Coca-Cola agreed to pay $6 billion in back taxes and interest in 2024 while preparing its appeal, but could face an additional $14 billion if the 11th U.S. Circuit Court of Appeals rules in favor of the government. Coca-Cola maintains that the IRS “misinterpreted and misapplied the regulations” and expressed confidence it will win the appeal.
Broader Implications
The case is seen as significant because it could set a precedent for the U.S. government to increase tax collections from major multinational corporations. “The IRS sees this case as precedent-setting, which can be used to audit other U.S. companies with high-profit foreign subsidiaries,” Martin said.
Under former President Joe Biden, the IRS ramped up tax enforcement against businesses benefiting from transfer pricing arrangements.
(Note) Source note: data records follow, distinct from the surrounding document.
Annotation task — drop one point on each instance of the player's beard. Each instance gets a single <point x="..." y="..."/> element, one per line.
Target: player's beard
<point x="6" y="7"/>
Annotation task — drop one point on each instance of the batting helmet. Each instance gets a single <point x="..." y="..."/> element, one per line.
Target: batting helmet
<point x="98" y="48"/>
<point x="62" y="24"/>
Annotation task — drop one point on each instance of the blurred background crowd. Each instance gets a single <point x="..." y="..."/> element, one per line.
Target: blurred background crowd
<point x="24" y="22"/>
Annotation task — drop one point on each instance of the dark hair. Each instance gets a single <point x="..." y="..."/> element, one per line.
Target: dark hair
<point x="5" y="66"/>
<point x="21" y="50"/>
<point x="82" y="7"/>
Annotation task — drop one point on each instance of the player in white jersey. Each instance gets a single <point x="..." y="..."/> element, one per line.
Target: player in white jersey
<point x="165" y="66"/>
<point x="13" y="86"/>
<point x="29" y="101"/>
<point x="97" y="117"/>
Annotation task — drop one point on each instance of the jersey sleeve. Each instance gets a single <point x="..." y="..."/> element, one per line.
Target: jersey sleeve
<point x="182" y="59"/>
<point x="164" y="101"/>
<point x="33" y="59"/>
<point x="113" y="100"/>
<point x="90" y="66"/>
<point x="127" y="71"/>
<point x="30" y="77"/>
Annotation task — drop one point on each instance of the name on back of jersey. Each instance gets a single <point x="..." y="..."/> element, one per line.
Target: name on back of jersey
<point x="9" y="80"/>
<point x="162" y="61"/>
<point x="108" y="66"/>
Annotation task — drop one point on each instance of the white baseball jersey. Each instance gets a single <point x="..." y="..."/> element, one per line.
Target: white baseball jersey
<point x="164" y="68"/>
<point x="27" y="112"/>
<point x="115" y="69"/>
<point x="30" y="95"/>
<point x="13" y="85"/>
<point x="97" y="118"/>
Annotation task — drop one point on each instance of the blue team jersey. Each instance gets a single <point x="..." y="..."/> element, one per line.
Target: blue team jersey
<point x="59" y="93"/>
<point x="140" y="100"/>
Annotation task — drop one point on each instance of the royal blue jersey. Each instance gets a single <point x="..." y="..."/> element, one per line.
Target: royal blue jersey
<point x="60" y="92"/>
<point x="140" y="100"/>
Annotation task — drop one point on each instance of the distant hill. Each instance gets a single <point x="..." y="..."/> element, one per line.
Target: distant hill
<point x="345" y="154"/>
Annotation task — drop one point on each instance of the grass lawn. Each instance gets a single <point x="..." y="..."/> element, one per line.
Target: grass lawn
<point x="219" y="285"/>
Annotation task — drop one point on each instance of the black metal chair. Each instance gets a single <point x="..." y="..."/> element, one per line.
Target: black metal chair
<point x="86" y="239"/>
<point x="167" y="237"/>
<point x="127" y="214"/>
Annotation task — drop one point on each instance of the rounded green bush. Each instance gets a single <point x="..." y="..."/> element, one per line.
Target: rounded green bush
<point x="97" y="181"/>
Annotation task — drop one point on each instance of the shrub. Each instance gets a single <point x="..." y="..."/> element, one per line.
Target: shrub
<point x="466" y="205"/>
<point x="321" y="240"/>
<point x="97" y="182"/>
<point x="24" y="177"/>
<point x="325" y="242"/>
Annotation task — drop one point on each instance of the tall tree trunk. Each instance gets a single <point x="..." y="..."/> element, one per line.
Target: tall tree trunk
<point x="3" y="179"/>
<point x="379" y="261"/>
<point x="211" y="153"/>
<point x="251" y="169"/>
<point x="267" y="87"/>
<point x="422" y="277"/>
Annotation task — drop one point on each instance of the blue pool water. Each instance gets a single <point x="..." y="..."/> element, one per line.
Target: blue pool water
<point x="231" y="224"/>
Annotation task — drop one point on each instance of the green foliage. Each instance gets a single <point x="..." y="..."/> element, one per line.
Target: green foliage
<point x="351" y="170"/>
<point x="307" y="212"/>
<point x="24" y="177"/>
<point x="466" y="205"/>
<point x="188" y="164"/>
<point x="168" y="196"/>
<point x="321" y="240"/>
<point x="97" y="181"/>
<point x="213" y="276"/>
One notable recent case came in 2023, when the IRS said Microsoft owed $28.9 billion in back taxes, plus penalties and interest, on income from distributing software through affiliates in Puerto Rico, Ireland, and Singapore. Microsoft said it disagreed with the IRS’s claims and would appeal, and if unsuccessful, would go to court.
In 2024, the IRS said short-term rental platform Airbnb and consumer goods manufacturer Newell Brands had underpaid taxes by $1.33 billion and $90 million, respectively. Both have disputed the findings before the U.S. Tax Court.
The Coca-Cola case is particularly notable because the IRS has historically lost transfer pricing lawsuits, falling short against major corporations such as Bausch & Lomb, US Steel Corp, and Hospital Corp of America. “This case matters because it’s the first clear win for the IRS in decades on profit-shifting cases out of the U.S. If upheld on appeal, many companies may choose to negotiate rather than litigate,” Avi-Yonah said.